Kiitos. Thank you. That was wonderful Finnish spoken. As I said in my speech, in Finland we have a lot to give thanks for on equality. Finland was the first country in the world to give full political rights to women. This is key to our success story, and I hope that all nations find out the same truth. I also mentioned the HeForShe movement, which is led by United Nations women; and we talk specifically about Africa. We Europeans – this is more for the European Union – must do concrete things together. All the EU countries must do things together, with a clear plan of how to enhance the position of women and girls in Africa. That would help us a lot in the future. My answer has to be that eyes have to be opened to understanding that it is to our benefit if women are strong – we all benefit from that. Sometimes you have to be “selfish” and give possibilities to others in order to help yourself.

Mr JALLOW (Sweden)

We have seen, and continue to witness, the rise of fascism and nationalism in Europe. These people have not only occupied our public space, marching through our streets and intimidating others, but occupied our corridors of power and institutions of policymaking. This is highly relevant in Finland, as in December 2017 a court in Finland banned a neo-Nazi group called the Nordic Resistance Movement. My question is: what do you intend to do, now that you have the presidency of this great institution, to defend our core democratic values from these racist and fascist terrorists who are taking over Europe?

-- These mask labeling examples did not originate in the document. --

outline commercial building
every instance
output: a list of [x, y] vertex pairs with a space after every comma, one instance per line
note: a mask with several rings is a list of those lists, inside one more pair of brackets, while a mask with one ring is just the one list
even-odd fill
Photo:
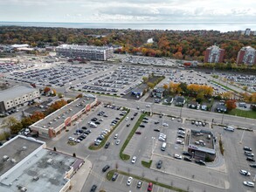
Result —
[[256, 64], [256, 50], [251, 46], [245, 46], [239, 51], [237, 64], [247, 64], [253, 65]]
[[59, 56], [92, 60], [107, 60], [113, 57], [113, 49], [107, 46], [61, 45], [56, 47], [56, 52]]
[[73, 102], [49, 114], [45, 118], [30, 126], [30, 128], [39, 136], [52, 138], [71, 126], [72, 121], [78, 120], [82, 113], [86, 113], [97, 106], [98, 100], [93, 95], [78, 98]]
[[66, 192], [84, 164], [46, 148], [45, 142], [17, 135], [0, 147], [0, 191]]
[[225, 50], [218, 46], [208, 47], [204, 53], [204, 63], [223, 63]]
[[5, 113], [40, 97], [39, 91], [29, 86], [13, 86], [0, 92], [0, 113]]
[[211, 131], [190, 130], [188, 151], [195, 159], [204, 161], [205, 158], [214, 160], [216, 157], [215, 137]]

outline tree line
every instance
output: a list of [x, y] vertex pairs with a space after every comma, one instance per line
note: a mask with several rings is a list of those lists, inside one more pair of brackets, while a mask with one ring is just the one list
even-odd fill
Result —
[[[153, 43], [147, 43], [153, 38]], [[225, 50], [225, 63], [235, 63], [243, 46], [256, 48], [255, 36], [239, 31], [160, 31], [116, 29], [73, 29], [50, 27], [1, 26], [0, 44], [29, 44], [31, 46], [57, 46], [60, 44], [88, 45], [119, 45], [117, 53], [169, 57], [185, 60], [204, 60], [207, 47], [217, 45]]]

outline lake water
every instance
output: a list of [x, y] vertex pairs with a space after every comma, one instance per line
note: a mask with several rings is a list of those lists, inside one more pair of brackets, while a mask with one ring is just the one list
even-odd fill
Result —
[[250, 28], [256, 31], [255, 23], [147, 23], [147, 24], [115, 24], [115, 23], [50, 23], [50, 22], [0, 22], [0, 26], [36, 26], [93, 29], [132, 29], [132, 30], [214, 30], [221, 32], [245, 31]]

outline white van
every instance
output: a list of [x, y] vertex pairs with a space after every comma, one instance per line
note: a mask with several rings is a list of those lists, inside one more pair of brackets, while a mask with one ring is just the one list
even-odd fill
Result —
[[166, 148], [166, 142], [163, 142], [163, 143], [162, 144], [161, 150], [162, 150], [162, 151], [165, 151], [165, 148]]
[[235, 128], [232, 126], [225, 127], [224, 129], [226, 131], [232, 131], [232, 132], [235, 131]]

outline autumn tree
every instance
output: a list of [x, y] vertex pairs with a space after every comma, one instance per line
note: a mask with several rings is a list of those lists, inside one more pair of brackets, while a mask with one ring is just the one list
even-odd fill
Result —
[[228, 111], [232, 111], [237, 107], [235, 99], [227, 99], [225, 101], [225, 106]]
[[48, 92], [50, 92], [50, 91], [51, 91], [51, 88], [48, 87], [48, 86], [45, 86], [45, 89], [44, 89], [44, 93], [48, 93]]

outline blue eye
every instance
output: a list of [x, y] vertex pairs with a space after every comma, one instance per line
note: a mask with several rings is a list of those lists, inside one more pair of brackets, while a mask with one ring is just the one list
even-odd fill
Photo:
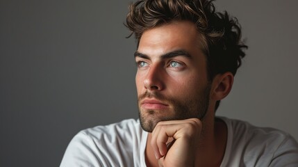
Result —
[[148, 66], [148, 63], [144, 61], [139, 61], [137, 63], [138, 67], [144, 67]]
[[171, 67], [181, 67], [181, 64], [176, 61], [171, 61], [171, 63], [169, 63], [169, 66]]

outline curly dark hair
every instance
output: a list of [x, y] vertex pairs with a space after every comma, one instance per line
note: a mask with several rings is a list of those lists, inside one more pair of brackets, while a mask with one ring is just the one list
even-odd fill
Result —
[[[226, 11], [215, 11], [213, 0], [139, 0], [129, 6], [126, 26], [135, 34], [138, 45], [143, 33], [174, 21], [195, 24], [207, 58], [208, 80], [226, 72], [236, 74], [247, 49], [241, 40], [241, 28]], [[215, 110], [220, 101], [217, 101]]]

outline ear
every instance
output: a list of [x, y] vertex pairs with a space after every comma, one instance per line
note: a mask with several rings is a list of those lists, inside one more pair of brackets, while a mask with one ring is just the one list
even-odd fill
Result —
[[232, 89], [234, 76], [231, 72], [217, 74], [212, 83], [211, 98], [215, 101], [226, 97]]

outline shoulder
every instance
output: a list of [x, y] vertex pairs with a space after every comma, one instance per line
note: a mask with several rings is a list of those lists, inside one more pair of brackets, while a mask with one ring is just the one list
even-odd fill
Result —
[[134, 119], [124, 120], [121, 122], [97, 126], [81, 131], [78, 135], [88, 136], [95, 140], [106, 140], [114, 138], [132, 138], [142, 133], [138, 120]]
[[82, 130], [67, 146], [60, 166], [133, 166], [143, 134], [133, 119]]
[[226, 153], [234, 157], [233, 161], [249, 166], [298, 164], [298, 144], [288, 133], [242, 120], [220, 118], [228, 127]]

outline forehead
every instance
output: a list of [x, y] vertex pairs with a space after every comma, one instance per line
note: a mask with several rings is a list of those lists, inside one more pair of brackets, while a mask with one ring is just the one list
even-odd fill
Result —
[[201, 53], [202, 42], [194, 24], [188, 21], [173, 22], [145, 31], [140, 40], [138, 51], [161, 55], [183, 49], [194, 54]]

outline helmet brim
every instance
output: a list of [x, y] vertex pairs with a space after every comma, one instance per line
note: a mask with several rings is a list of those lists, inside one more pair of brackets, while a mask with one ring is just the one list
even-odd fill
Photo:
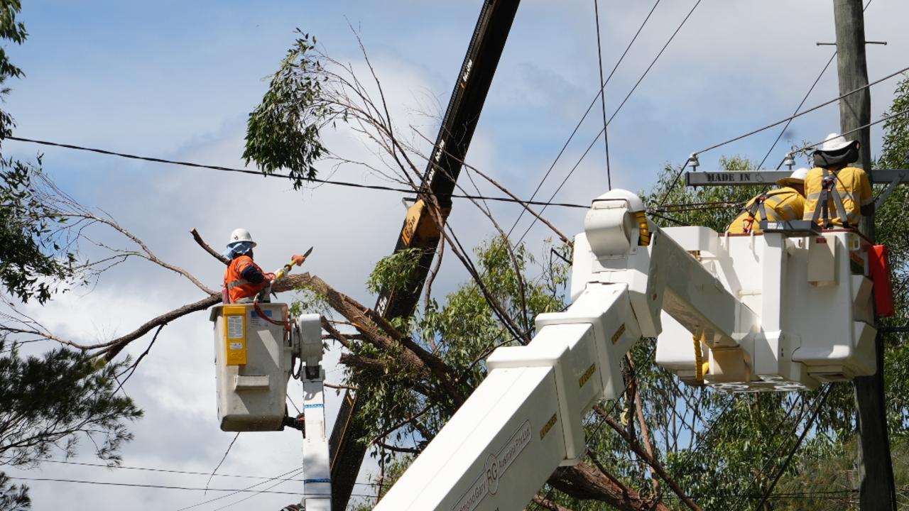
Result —
[[784, 177], [782, 179], [777, 179], [776, 184], [780, 186], [787, 186], [789, 185], [804, 185], [804, 179], [799, 179], [798, 177]]

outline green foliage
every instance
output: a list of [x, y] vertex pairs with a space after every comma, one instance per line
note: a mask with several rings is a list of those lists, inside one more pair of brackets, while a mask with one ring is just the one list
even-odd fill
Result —
[[0, 465], [34, 466], [55, 449], [71, 456], [79, 436], [98, 457], [119, 460], [117, 450], [132, 438], [125, 422], [142, 416], [116, 394], [115, 376], [128, 362], [98, 368], [89, 356], [62, 347], [24, 357], [4, 343], [0, 352]]
[[405, 248], [383, 257], [369, 274], [366, 289], [374, 294], [378, 294], [382, 289], [391, 292], [407, 290], [409, 277], [420, 264], [422, 256], [423, 250], [420, 248]]
[[[900, 81], [894, 91], [890, 114], [909, 108], [909, 77]], [[909, 119], [906, 115], [890, 117], [884, 125], [884, 145], [877, 159], [878, 168], [906, 168], [909, 155]], [[876, 186], [880, 193], [883, 185]], [[878, 243], [887, 246], [896, 314], [886, 318], [886, 326], [909, 325], [909, 186], [897, 186], [882, 207], [875, 212]], [[884, 334], [884, 363], [887, 395], [887, 418], [892, 434], [909, 432], [909, 346], [905, 334]]]
[[0, 158], [0, 282], [23, 302], [47, 301], [73, 276], [75, 261], [55, 239], [55, 227], [66, 218], [36, 193], [33, 177], [40, 173], [40, 166]]
[[[16, 44], [25, 40], [25, 28], [15, 20], [20, 7], [18, 0], [0, 2], [0, 38]], [[22, 75], [0, 48], [0, 98], [9, 93], [6, 80]], [[13, 118], [0, 111], [0, 138], [14, 126]], [[73, 275], [74, 256], [54, 240], [54, 225], [65, 218], [43, 203], [34, 188], [32, 179], [40, 173], [40, 157], [33, 165], [0, 155], [0, 283], [24, 302], [35, 297], [44, 303], [61, 280]]]
[[[538, 265], [524, 246], [514, 248], [510, 254], [506, 242], [494, 238], [483, 244], [475, 253], [474, 263], [487, 291], [513, 317], [527, 318], [525, 323], [532, 328], [532, 318], [537, 314], [564, 308], [567, 266], [560, 259], [550, 261], [537, 278], [525, 280], [522, 286], [518, 276], [526, 279], [528, 267]], [[371, 281], [376, 285], [373, 286], [374, 289], [400, 282], [400, 276], [404, 275], [402, 266], [412, 265], [415, 260], [413, 255], [402, 257], [407, 261], [405, 264], [388, 259], [373, 272]], [[445, 296], [443, 305], [430, 300], [425, 310], [409, 318], [407, 325], [405, 331], [415, 342], [438, 356], [452, 368], [458, 389], [464, 395], [485, 376], [483, 360], [493, 349], [518, 344], [495, 316], [473, 280]], [[354, 344], [352, 351], [357, 356], [377, 358], [385, 364], [381, 374], [350, 371], [347, 375], [348, 383], [359, 388], [358, 396], [365, 399], [365, 416], [374, 419], [368, 426], [366, 441], [382, 438], [385, 432], [394, 429], [394, 433], [388, 435], [389, 442], [408, 438], [422, 448], [454, 413], [455, 403], [445, 392], [435, 387], [436, 380], [430, 375], [407, 373], [406, 366], [400, 359], [401, 354], [380, 352], [366, 343], [358, 342]], [[412, 386], [415, 378], [421, 382], [420, 388]], [[418, 421], [397, 429], [393, 427], [415, 415], [419, 415]], [[392, 462], [387, 455], [383, 459]]]
[[9, 477], [0, 472], [0, 511], [25, 511], [31, 508], [28, 487], [12, 484]]
[[288, 169], [299, 188], [315, 177], [313, 163], [325, 154], [319, 128], [331, 112], [322, 97], [325, 78], [314, 53], [315, 37], [296, 33], [300, 36], [272, 76], [262, 103], [249, 115], [243, 157], [265, 174]]
[[328, 316], [330, 314], [328, 300], [323, 295], [308, 287], [298, 289], [297, 292], [299, 297], [290, 305], [290, 314], [292, 316], [300, 317], [304, 314], [318, 314], [321, 316]]
[[[754, 163], [741, 157], [720, 158], [720, 167], [723, 172], [755, 170]], [[651, 215], [651, 219], [659, 225], [704, 225], [723, 232], [748, 200], [768, 189], [764, 186], [703, 186], [694, 189], [678, 185], [677, 182], [675, 186], [669, 188], [678, 173], [678, 169], [666, 166], [654, 189], [650, 193], [640, 194], [648, 208], [657, 208], [657, 213]], [[705, 205], [692, 208], [692, 204]]]

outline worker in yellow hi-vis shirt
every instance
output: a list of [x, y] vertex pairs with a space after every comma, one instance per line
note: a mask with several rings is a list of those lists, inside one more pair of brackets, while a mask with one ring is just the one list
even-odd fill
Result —
[[868, 175], [861, 168], [847, 166], [858, 159], [858, 149], [857, 140], [846, 142], [843, 135], [832, 133], [814, 151], [815, 167], [805, 178], [803, 219], [825, 229], [854, 228], [863, 215], [874, 212]]
[[807, 174], [807, 168], [800, 168], [789, 177], [777, 181], [779, 188], [764, 192], [748, 201], [742, 213], [726, 227], [726, 231], [734, 235], [760, 233], [762, 220], [801, 220], [804, 208], [804, 176]]

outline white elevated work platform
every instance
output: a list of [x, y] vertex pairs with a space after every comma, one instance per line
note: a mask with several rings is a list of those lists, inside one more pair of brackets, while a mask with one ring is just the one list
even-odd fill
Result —
[[[303, 499], [306, 511], [331, 511], [325, 436], [322, 323], [319, 315], [288, 316], [286, 304], [230, 304], [212, 308], [218, 418], [224, 431], [279, 431], [287, 416], [287, 381], [300, 358], [303, 386]], [[267, 318], [267, 319], [266, 319]], [[271, 321], [269, 321], [271, 320]]]
[[[663, 232], [695, 256], [722, 286], [757, 313], [755, 336], [729, 351], [701, 346], [704, 380], [730, 391], [803, 390], [875, 371], [869, 243], [852, 230], [819, 235], [718, 235], [706, 227]], [[665, 311], [656, 362], [695, 379], [693, 333]]]
[[861, 236], [659, 229], [644, 210], [624, 190], [594, 201], [571, 306], [537, 316], [529, 345], [493, 352], [486, 379], [377, 511], [524, 508], [584, 456], [584, 417], [622, 394], [621, 360], [642, 337], [658, 338], [657, 362], [680, 377], [726, 391], [874, 374]]

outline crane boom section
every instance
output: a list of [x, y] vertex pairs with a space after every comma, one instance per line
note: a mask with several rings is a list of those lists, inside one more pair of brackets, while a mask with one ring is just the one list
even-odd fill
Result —
[[655, 226], [640, 245], [631, 206], [621, 196], [594, 202], [575, 245], [583, 291], [567, 310], [538, 316], [530, 344], [493, 352], [486, 379], [376, 510], [522, 509], [557, 466], [580, 462], [584, 415], [624, 392], [620, 361], [642, 323], [659, 334], [664, 305], [730, 347], [739, 325], [753, 329], [753, 313]]
[[[419, 249], [418, 264], [400, 290], [382, 289], [375, 304], [375, 310], [388, 319], [410, 316], [419, 299], [451, 212], [451, 194], [520, 3], [519, 0], [482, 2], [480, 16], [426, 164], [419, 196], [408, 208], [395, 245], [394, 254], [408, 248]], [[435, 205], [439, 209], [431, 210]], [[355, 395], [345, 391], [330, 441], [335, 509], [346, 507], [366, 452], [368, 443], [356, 441], [365, 434], [359, 410]]]
[[[375, 509], [524, 508], [557, 466], [580, 462], [584, 417], [624, 392], [620, 361], [642, 336], [657, 337], [657, 364], [719, 390], [874, 373], [859, 235], [663, 230], [644, 209], [624, 190], [594, 201], [574, 240], [571, 306], [539, 315], [527, 346], [493, 352], [486, 379]], [[810, 321], [824, 314], [834, 319]]]

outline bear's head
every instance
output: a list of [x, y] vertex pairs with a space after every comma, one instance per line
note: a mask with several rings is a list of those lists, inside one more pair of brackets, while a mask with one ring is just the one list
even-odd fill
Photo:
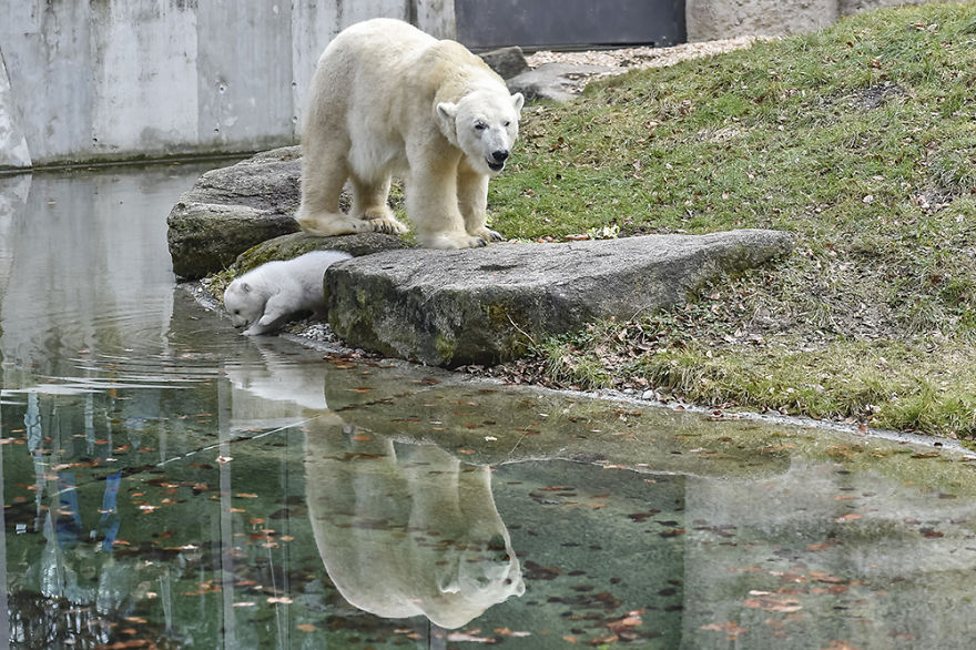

Mr Niinistö, President of Finland

We can have but just one opinion: racism is totally wrong. That has been written down in our conventions and it is a guideline for every covenant. On Nazism, you mentioned the Finnish experience of having flags. I want to tell you that the police took them off these people quite quickly and they will continue taking them off them. The problem with those movements is how to respond legally to them. In a modern society it is difficult to ban certain groups, especially if they are not legally organised; you do not know who they are. But the position must be very clear: you have to react to everything that is not in accordance with legislation. I am sure that that is the Finnish answer, against both racism and Nazism.

The PRESIDENT (interpretation)

Thank you. The last speaker on my list is Mr Fassino.

Mr FASSINO (Italy) (interpretation)

I will be brief. You were right to emphasise that the Council of Europe is faced with the serious political problem of Russia’s membership. It is a sensitive and vexed issue. We are all aware that if Russia were to leave the Council of Europe, it would change the very nature and identity of the Organisation. Finland has had complex relations with Russia. How does the Finnish chairmanship see the issue and how can it help?

Mr Niinistö, President of Finland

We are helping in every possible way, especially where you see that we can or should do something. In the end, I underline that it is in the hands of the Council of Europe; the Committee of Ministers and the Assembly have to work together to try to find an answer. By all means, however, we will be as helpful as we can be. We will try to help with whatever is needed.

You rightly mention that even the nature of the institution might change. I am worried not only about Russia’s membership of the Council of Europe, which is surely important, but that it is the only institutional link between Europe and Russia. If even that is cut away, how can we continue the dialogue?

The PRESIDENT (interpretation)

That brings to an end the questions that members wish to put to you, President. I thank you very much for your address and for replying to questions.